If you’re new here, Story Work is the name of my current book-in-progress. It describes a process of reflecting, reclaiming, and reimagining the stories of our lives. It involves looking at your life experiences as creative material that you have the power to shape.
The weekly Story Work topics cover universal life themes with references from literature, philosophy, science, and spirituality; offering perspectives that spark ideas for personal growth and creative expression.
Paid subscribers receive Story Work exercises every Sunday night at 8 pm et. Today’s exercise is open to all subscribers.
Hi everyone,
Writing this weekly reflection and exercise for the past two years has nourished and strengthened my creative practice in astounding ways. When I started this series, I didn’t know what would work best for me: creating a bunch of posts in advance or taking each week as it comes. I was scared I would run out of ideas. I thought I might get bored or just in general be boring. So, I experimented. Now I have a whole system in place that works uniquely for me, forged through trial, error, and devotion. The series has given me the endurance I need to write this book, and the courage I need to put progress before perfection.

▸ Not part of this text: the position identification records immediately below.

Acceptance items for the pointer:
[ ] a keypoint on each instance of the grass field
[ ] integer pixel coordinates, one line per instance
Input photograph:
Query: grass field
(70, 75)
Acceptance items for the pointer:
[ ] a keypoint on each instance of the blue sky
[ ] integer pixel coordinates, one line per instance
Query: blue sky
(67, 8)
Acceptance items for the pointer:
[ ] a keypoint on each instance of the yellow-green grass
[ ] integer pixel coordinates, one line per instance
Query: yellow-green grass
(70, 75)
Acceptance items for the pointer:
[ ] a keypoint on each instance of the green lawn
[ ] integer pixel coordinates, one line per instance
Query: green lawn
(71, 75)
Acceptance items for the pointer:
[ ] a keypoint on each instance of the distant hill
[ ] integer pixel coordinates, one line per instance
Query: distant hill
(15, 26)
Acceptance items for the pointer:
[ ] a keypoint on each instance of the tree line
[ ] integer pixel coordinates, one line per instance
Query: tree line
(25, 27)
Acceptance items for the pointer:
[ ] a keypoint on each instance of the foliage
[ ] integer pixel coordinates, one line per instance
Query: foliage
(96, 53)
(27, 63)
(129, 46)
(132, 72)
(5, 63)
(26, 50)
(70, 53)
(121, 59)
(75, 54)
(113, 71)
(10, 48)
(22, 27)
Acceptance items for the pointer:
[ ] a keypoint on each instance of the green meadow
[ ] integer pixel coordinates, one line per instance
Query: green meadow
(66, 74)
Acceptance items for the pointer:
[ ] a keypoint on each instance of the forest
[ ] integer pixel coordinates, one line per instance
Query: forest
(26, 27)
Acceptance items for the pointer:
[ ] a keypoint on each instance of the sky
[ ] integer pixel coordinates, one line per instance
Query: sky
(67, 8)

I’ve built my creative journey on giving myself little challenges, noticing patterns, finding solutions, and gradually expanding my capacity for uncertainty along the way.
If you’re a dreamer creative type like me, you may struggle to create structure around your creative projects and finish them. But if you find the right invitation—a purpose or vision that you can’t ignore—that can be the motivation you need to study your creative challenges, work with them, and move past them.
Sometimes that invitation can be a deep, persistent desire to write about your life.
Do you want to heal, teach, confess, advocate, create a legacy, break cycles, or build community with your story?
Do you worry about how people will perceive you if you share your authentic creative voice and the stories that you are being called to write?
If you’re new here, I encourage writers to dig up their stories, big and small, to find new meaning in the journey of their lives. Story Work is the name of my book-in-progress and my distinctive process of creative self-discovery through storytelling. By following the weekly story work exercises, my clients and paid subscribers are offered different lenses to view their life experiences as creative material. (You can learn more about the memberships I offer here.)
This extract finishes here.